Gravity seems to just come from Mass/Energy causing dips in space time and pulling on everything else nearby. Why does it come from Mass? As far as we can tell, it just does. This is the problem with fundamental forces, there is no why as they’re part of the underlying structure.

Destroying a planet into chunks is actually ludicrously hard because of gravity.

Consider asteroids.

You likely just though of a big hunk of solid rock right? Most asteroids are closer to a pile of variously sized gravel that’s all bunched together. Its held together by its gravity. If you were to crack it in half and pull them a little ways apart, their gravity would pull them right back together. Gravity doesn’t change because its a single object instead of two objects, the gravity comes from each tiny pebble and a given pebble always contributes the same amount

Anonymous 0 Comments

Not a physicist so anyone else correct me if I’m wrong.

Anyway, as far as we can tell, gravity appears to be just a fundamental fact of reality. Anything with mass imparts a curvature on spacetime (whole other ELI5 can of worms there) and the result is that masses tend to get pulled together. Whoever figures out why certain universal constants exist can sit on top of their pile of Nobel prizes.

We can visualize gravity often by reducing reality down to two dimensions in a diagram.

https://www.researchgate.net/profile/Matjaz-Vidmar/publication/332442180/figure/fig1/AS:748270787784704@1555413066027/Gravity-Field-Diagram-and-Gateway-Earth-Space-Access-Architecture-C-Gateway-Earth.jpg

The topic of that diagram is something else but can you see how the earth and moon create a depression in the space around? That’s effectively what’s happening, except the “plane” of space there is 3d in reality instead of 2d there.

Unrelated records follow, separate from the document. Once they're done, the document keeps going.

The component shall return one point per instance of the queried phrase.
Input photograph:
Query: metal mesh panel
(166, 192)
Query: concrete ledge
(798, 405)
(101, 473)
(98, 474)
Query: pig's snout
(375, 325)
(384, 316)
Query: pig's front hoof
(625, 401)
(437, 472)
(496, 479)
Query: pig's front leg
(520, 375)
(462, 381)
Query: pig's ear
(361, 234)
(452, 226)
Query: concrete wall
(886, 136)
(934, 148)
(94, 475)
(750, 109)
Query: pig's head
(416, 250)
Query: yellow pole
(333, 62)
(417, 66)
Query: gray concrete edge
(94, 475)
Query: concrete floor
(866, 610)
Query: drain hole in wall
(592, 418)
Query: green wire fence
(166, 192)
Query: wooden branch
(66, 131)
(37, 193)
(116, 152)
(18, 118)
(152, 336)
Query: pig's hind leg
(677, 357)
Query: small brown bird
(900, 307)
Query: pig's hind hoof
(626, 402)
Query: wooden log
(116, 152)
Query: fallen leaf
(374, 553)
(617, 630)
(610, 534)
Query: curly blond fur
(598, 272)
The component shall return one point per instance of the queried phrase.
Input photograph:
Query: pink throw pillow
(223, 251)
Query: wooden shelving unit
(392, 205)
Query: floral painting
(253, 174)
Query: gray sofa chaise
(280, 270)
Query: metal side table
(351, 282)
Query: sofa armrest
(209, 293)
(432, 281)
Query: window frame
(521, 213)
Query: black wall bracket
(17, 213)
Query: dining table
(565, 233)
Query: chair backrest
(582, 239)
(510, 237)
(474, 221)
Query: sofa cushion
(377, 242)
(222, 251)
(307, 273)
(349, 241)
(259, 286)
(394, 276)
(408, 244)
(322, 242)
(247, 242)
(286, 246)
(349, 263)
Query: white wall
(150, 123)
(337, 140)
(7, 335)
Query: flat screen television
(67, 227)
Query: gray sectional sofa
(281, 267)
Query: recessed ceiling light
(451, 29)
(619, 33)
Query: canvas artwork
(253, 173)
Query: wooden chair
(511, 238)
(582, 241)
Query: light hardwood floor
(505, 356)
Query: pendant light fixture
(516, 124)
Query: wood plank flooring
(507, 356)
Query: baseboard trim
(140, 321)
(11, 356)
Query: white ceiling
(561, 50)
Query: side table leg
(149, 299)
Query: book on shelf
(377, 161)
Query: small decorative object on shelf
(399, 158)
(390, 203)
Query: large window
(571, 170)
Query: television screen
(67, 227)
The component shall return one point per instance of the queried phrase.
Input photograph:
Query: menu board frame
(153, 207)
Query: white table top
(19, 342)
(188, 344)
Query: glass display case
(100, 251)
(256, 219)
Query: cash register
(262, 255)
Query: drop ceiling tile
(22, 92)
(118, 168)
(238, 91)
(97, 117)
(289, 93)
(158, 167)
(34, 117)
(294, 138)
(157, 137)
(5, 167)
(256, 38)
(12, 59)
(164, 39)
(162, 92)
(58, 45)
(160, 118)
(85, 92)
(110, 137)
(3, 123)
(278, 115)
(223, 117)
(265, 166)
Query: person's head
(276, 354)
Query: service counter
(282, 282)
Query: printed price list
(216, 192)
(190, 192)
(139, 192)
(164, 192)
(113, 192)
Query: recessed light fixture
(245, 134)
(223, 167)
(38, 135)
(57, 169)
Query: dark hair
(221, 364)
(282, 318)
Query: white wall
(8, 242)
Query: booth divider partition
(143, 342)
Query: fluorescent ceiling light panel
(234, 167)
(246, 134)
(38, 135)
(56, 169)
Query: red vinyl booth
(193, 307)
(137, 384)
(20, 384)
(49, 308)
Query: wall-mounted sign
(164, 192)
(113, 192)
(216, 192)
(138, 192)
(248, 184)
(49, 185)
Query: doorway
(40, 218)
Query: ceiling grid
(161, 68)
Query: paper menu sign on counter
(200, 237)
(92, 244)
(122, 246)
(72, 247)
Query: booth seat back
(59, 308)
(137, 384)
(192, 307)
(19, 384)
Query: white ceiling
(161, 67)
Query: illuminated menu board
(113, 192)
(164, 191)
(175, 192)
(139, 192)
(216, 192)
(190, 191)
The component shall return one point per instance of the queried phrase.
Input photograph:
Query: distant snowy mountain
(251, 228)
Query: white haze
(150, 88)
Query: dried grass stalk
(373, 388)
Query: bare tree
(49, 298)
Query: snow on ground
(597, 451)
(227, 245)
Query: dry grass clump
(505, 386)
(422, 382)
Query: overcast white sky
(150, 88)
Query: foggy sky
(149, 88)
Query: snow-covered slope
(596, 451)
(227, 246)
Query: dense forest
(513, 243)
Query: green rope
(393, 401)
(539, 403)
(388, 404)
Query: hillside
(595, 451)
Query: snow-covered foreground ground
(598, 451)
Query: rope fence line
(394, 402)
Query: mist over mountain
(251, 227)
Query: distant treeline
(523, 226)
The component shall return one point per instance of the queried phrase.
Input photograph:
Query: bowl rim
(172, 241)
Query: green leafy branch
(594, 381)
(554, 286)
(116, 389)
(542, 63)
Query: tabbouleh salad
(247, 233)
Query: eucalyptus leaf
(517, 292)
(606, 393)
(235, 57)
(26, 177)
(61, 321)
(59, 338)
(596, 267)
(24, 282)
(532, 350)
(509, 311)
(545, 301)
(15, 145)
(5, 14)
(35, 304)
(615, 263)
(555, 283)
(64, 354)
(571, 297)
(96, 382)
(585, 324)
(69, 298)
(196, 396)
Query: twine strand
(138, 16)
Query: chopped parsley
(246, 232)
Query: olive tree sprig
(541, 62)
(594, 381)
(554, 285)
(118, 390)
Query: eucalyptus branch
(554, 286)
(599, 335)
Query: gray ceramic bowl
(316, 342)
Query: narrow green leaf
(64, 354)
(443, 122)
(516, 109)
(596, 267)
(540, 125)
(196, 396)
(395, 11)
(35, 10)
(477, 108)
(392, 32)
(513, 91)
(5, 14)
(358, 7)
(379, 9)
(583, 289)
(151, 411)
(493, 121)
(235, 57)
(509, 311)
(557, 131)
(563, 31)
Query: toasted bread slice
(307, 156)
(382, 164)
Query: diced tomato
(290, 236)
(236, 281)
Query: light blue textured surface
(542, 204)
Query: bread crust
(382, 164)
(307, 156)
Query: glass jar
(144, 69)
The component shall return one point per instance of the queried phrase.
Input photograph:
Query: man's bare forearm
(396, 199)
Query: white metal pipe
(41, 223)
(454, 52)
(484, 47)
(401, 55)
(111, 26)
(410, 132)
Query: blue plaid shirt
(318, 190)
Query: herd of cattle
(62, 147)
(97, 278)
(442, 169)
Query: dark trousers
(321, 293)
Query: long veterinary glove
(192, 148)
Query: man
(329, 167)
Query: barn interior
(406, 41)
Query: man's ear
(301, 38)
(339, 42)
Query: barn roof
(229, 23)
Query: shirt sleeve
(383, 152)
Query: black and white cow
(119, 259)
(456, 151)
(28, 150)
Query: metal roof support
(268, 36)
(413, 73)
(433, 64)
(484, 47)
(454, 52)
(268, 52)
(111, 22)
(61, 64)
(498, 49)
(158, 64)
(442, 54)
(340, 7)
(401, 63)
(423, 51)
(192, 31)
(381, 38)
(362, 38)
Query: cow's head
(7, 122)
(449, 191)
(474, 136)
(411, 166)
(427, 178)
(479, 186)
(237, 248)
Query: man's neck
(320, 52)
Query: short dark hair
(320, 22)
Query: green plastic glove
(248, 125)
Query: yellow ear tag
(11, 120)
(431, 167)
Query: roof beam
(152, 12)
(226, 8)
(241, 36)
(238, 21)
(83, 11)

If a planet were to go kablooey like Alderaan in Star Wars, it all depends on the power of the explosion. If it’s strong enough to send most or all of the pieces away at faster than escape velocity*, the planet’s gone forever. They may or may not end up creating an asteroid belt around the planet’s sun. But if it were just barely enough to break up the planet, the pieces might fly around and collide with each other for a bit before eventually settling back into place, in a wildly different configuration than they were at first.

Good luck in your further research. 🙂

*I mentioned escape velocity up there, and I suppose the actual value would be less than the intact planet because of the distance between the parts after the initial explosion. But up to a certain point the debris field could be considered to have a single barycenter with its own escape velocity before the sun or other bodies became more important in the calculation.

Anonymous 0 Comments

The best way to visualize gravity (for me!) was when I went to a science museum as a kid. Spacetime is like a blanket. When you put something heavy in the middle, it warps. I didn’t know it as a kid, but the ingenious way to raise funds for the museum was to put a coin in a slot that fed into the top of a metal cone. It would roll and circle around until it met it’s doom. A hole in the bottom that was a “black hole.” Just like planets today.